IS: Yes, yes. Well, you see, people used that as a summer place, yes. My mother, as a child, young woman used to come over with her mother and they used to take an ark for the summer and live on the ark in the cove there.

CE: Beautiful places. And Winifred Bridge Allen told us so many wonderful stories, vignettes, of those days, and the night in Old Venice with the Japanese lanterns.

IS: Yes. And they used to bring the trains over, you know, on a barge, and the train used to go out every night.

CE: Well, you know, before we conclude, I am amazed at really what your achievements have been. And I’d like to just recap briefly, and you certainly got the support from your husband to go ahead –

IS: I certainly did.

CE: - and do what you wished. In your judgment, in all sincerity, what do you do best that you can give an organization? You certainly inspire leadership, but what is this intangible something that you’ve been able to give these dozen organizations?

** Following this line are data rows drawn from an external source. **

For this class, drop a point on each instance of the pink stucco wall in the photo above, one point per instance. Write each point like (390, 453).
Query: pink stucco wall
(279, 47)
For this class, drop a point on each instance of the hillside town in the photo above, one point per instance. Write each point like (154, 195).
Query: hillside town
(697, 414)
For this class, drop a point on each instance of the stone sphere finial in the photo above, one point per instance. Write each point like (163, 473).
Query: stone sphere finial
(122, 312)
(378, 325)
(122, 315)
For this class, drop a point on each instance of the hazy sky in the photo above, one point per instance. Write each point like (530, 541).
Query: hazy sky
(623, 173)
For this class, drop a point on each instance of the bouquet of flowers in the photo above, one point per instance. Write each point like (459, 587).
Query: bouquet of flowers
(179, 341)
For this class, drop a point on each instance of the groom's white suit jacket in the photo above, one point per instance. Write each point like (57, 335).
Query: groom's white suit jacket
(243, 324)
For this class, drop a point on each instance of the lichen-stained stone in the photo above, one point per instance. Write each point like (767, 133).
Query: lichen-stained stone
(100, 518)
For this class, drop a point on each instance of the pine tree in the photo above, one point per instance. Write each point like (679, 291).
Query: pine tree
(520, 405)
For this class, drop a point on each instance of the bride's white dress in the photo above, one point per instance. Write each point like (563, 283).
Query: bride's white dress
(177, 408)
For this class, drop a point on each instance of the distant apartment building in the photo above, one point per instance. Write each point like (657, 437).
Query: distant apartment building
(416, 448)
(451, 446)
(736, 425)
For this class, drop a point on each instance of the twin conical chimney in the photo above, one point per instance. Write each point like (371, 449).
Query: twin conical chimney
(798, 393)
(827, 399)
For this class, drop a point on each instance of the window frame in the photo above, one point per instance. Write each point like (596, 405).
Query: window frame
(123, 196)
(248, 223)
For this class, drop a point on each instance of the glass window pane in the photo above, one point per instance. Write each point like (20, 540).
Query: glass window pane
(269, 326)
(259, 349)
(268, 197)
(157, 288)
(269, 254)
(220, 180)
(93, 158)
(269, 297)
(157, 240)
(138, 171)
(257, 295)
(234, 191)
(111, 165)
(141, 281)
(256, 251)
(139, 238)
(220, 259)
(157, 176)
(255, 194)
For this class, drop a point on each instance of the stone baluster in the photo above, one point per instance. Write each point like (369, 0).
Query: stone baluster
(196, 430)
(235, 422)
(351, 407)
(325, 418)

IS: Well, they never know what to do with me, so they just make me president!

CE: No, I know, but you mentioned earlier at lunch, you prided yourself that you had almost the mind of a man, you like to organize –

IS: But I wasn’t a man, but I like working with men, their thinking is clear and –

CE: But you pride yourself in being a good organizer.

IS: Yes, I do, I think that’s one of the, the only quality I have, perhaps, that’s good, is organizing! I love to organize. And I love people.

CE: Well, I think that’s a tangible thing. And I understand certainly from what you’ve done that you’ve enriched many people’s lives, Ida, and that your own life’s been enriched.

IS: It’s been my own life that’s been enriched, I should say.

CE: And I want to thank you so much for sharing these reminiscences today, it’s been a pleasure.